Defenders of the cardinal, and there were many, insisted that his critics were blaming him personally for what was really an institutional failure; insisted that some of the vitriol aimed at Law wasn’t really about the sexual abuse crisis, but about longstanding theological and political enemies exploiting the crisis to injure him; that the Boston Globe had an equally longstanding grudge against Law, and was determined to make him the fall guy; and that Law’s record as a champion of civil rights, as well as justice for both the poor and the unborn, was being ignored.
Whatever history will make of those claims, they were not enough to save him amid what many observers regard as the most significant crisis in the Catholic Church since the Protestant Reformation. Law submitted his resignation in December 2002, and the Globe would go on to win a Pulitzer Prize for its coverage of the scandals and to be the subject of an Academy Award-winning feature film, Spotlight, for the name of its investigative reporting unit.
After his resignation, Law briefly attempted to play an elder statesman role within the U.S. bishops’ conference, especially on matters of foreign policy. The controversy surrounding him, however, made that unsustainable, and in 2004 he was named the Archpriest of the Basilica of St. Mary Major in Rome.
In American public opinion, that appointment was seen as an honor, although in Rome it was widely taken as a sign of disgrace. More consequentially, Law also continued to serve as a member of the Vatican’s Congregation for Bishops, which is responsible for recommending new bishops around the world to the pope. At St. Mary Major, Law revitalized the basilica, turning it into a center for events and also emphasized ecumenical outreach. He was also a regular at important events around the Eternal City, often appearing at receptions sponsored by the U.S. embassy, pontifical universities, and other venues.

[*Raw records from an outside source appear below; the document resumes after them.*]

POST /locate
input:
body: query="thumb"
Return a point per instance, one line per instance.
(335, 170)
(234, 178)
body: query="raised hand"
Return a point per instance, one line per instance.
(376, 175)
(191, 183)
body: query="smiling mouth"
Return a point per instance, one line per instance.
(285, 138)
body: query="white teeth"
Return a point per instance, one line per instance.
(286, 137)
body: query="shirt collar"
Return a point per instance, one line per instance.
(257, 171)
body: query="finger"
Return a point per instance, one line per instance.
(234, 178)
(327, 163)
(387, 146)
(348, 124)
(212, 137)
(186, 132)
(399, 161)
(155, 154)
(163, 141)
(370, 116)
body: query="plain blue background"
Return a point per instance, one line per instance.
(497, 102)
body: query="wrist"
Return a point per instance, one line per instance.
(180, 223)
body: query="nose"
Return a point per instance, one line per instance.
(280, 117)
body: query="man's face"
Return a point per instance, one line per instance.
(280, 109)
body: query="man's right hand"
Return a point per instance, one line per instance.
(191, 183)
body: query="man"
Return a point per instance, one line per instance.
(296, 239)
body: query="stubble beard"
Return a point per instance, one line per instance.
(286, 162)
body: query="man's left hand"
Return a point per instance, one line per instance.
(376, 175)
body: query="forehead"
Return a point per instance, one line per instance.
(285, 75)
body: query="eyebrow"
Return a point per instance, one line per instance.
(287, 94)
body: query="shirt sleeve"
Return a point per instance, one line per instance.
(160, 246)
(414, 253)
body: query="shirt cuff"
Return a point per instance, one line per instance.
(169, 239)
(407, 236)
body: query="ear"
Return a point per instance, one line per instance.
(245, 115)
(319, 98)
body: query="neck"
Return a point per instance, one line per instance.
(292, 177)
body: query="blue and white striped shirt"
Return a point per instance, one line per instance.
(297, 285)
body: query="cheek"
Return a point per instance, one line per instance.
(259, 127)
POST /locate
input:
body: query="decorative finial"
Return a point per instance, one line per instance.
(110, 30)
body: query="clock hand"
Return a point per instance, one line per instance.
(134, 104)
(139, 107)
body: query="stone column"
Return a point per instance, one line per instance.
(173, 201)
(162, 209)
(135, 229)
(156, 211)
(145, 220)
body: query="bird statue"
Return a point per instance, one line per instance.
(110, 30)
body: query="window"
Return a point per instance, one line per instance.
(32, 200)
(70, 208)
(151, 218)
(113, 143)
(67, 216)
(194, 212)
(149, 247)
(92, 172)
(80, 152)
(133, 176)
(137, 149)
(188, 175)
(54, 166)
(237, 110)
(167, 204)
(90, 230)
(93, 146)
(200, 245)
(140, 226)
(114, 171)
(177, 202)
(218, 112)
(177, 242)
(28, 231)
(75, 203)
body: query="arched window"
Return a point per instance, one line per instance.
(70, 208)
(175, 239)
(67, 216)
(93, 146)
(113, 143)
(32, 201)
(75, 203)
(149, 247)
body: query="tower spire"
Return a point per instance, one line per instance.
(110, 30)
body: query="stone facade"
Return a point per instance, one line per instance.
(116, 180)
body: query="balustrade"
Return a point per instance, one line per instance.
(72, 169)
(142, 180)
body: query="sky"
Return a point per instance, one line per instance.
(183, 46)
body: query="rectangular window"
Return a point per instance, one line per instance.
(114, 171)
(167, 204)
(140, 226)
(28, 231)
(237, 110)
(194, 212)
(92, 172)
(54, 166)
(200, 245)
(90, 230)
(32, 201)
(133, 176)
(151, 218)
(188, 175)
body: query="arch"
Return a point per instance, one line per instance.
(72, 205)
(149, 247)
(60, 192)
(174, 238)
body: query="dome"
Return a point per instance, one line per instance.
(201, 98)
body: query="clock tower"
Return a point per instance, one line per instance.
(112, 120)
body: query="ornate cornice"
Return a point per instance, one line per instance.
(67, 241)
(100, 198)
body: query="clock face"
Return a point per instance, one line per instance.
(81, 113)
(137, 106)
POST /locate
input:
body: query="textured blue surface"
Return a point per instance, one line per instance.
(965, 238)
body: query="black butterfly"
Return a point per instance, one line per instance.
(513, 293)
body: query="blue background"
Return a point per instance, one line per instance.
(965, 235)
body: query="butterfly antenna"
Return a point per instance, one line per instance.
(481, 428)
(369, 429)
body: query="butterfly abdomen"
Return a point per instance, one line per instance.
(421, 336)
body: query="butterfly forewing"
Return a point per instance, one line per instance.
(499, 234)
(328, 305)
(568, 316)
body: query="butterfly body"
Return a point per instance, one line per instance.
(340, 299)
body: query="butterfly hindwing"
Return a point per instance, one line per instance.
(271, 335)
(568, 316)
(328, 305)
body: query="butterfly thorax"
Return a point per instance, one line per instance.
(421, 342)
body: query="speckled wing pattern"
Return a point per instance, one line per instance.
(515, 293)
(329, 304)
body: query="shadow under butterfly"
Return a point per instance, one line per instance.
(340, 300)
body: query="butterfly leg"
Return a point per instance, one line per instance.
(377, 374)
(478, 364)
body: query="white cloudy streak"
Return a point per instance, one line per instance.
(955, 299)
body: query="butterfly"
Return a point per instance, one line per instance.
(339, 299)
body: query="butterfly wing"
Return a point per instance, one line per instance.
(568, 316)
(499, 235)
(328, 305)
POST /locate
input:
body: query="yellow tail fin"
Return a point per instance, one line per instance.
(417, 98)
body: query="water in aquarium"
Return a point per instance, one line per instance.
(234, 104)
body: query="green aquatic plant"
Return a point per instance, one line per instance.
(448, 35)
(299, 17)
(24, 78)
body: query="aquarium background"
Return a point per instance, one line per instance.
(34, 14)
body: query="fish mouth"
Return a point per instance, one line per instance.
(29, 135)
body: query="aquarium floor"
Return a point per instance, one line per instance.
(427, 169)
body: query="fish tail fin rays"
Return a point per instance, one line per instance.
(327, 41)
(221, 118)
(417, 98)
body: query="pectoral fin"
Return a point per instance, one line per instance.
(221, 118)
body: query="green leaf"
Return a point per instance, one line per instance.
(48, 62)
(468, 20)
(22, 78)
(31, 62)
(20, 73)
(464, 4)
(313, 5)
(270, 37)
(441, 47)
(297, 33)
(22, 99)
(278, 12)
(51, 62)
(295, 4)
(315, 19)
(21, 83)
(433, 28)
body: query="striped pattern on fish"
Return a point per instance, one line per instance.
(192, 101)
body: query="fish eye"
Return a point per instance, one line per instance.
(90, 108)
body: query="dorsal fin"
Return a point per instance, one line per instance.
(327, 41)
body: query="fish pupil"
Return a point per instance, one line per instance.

Behind the scenes, Law also kept his hand in matters related to the American church. It’s widely known, though never officially confirmed, that Law was one of the prime movers in prompting the Vatican to launch what became two different reviews of American nuns, one of the Leadership Conference of Women Religious, the largest umbrella group of U.S. religious superiors of women’s orders, and the other of every women’s order in the country. The process ended under Pope Francis with no disciplinary actions or major overhauls decreed.
As Law aged and became increasingly infirm, however, he began to withdraw from the public scene and, in the end, was receiving care at Rome’s Clinic of Pius XI. His death brings the number of living American cardinals to 14, including nine under the age of 80 and therefore eligible to participate in the next papal election.